Photos of ’70s Halloween Trick-or-Treaters That Will Melt Your Cold Heart

Larry Racioppo photographed Halloween in Brooklyn for years, capturing classic costumes from Star Wars characters to the Bride of Frankenstein.

Larry Racioppo is from Brooklyn, but he means old Brooklyn — back when it was just “Red Hook and South Brooklyn and nothing else.” The self-described "ancient" photographer grew up in a family of longshoremen in Sunset Park in the 1950s and ’60s and moved to an apartment in Park Slope in 1973 that cost $125. “I could drive a cab two days a week to cover rent, and the rest of the time I practiced photography,” Racioppo said.

In those days, he photographed all over Brooklyn, but he realized that he loved photographing his neighborhood on Halloween especially. “Back then, trick-or-treating meant egging houses, or spraying people with shaving cream, or filling long socks with colored chalk and whacking people with them,” he said. “But I liked the pictures so much, I went back the next year and the next.
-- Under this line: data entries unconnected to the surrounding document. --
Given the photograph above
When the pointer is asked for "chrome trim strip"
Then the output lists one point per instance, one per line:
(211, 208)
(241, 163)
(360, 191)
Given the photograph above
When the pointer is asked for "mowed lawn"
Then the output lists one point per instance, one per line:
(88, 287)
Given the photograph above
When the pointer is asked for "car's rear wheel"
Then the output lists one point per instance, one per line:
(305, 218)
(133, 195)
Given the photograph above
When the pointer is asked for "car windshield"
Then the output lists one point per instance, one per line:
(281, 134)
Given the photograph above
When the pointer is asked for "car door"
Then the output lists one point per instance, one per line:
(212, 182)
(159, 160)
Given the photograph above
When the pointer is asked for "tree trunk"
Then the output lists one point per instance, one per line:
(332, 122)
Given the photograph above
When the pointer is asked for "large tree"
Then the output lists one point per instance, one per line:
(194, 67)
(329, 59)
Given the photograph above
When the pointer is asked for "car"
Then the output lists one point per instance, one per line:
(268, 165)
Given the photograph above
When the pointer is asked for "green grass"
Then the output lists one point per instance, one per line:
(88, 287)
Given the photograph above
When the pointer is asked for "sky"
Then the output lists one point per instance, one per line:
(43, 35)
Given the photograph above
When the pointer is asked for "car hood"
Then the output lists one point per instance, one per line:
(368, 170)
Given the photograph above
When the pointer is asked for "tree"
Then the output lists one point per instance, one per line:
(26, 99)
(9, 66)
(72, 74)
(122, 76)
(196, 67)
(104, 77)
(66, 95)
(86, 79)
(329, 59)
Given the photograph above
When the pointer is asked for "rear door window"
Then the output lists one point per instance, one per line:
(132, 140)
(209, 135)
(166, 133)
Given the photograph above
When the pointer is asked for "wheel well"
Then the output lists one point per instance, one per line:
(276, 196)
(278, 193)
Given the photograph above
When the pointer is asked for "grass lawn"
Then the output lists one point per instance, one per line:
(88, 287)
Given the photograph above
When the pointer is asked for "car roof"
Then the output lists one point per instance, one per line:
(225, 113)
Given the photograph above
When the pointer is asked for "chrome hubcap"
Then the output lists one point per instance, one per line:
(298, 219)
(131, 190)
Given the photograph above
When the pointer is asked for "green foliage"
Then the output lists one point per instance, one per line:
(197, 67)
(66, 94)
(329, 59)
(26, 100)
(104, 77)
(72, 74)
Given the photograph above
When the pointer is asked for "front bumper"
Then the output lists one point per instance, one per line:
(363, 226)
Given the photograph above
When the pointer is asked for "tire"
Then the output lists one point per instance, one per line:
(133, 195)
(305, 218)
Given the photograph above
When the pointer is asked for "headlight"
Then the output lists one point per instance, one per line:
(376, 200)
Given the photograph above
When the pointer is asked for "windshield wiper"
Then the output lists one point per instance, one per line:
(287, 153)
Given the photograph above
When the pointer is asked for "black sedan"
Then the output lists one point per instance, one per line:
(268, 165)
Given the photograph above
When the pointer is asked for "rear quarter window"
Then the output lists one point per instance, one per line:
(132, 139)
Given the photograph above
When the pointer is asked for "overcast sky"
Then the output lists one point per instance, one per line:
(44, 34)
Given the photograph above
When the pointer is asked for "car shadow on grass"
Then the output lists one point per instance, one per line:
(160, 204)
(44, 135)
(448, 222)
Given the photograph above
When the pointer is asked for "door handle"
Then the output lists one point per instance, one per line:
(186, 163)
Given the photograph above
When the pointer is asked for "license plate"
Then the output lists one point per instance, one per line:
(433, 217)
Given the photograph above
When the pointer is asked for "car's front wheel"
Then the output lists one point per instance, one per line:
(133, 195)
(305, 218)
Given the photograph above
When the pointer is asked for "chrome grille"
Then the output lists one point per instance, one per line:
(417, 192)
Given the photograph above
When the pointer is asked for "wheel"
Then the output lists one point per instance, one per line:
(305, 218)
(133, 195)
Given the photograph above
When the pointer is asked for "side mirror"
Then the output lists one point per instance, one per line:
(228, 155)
I decided to make an art book.”

Racioppo’s 1980 book, Halloween, and the collection of about 100 photos were eventually donated to the New York Public Library’s photo collection. “I loved photographing kids, and I still love photographing kids,” Racioppo said. “Kids are so open. As people get older, we get more closed, more suspicious, more worried. Kids on the street played some of the same games I played as a kid: stickball and racing in the street. So it was easy then to talk to them about it and take a photo.”

These photos are a journey back in time, to The Bionic Woman and Star Wars, before Elsa and Shrek, and before you could readily expect a giant candy bar behind every door. Giant warehouse parties weren’t the norm, but you still can’t beat these ghost costumes.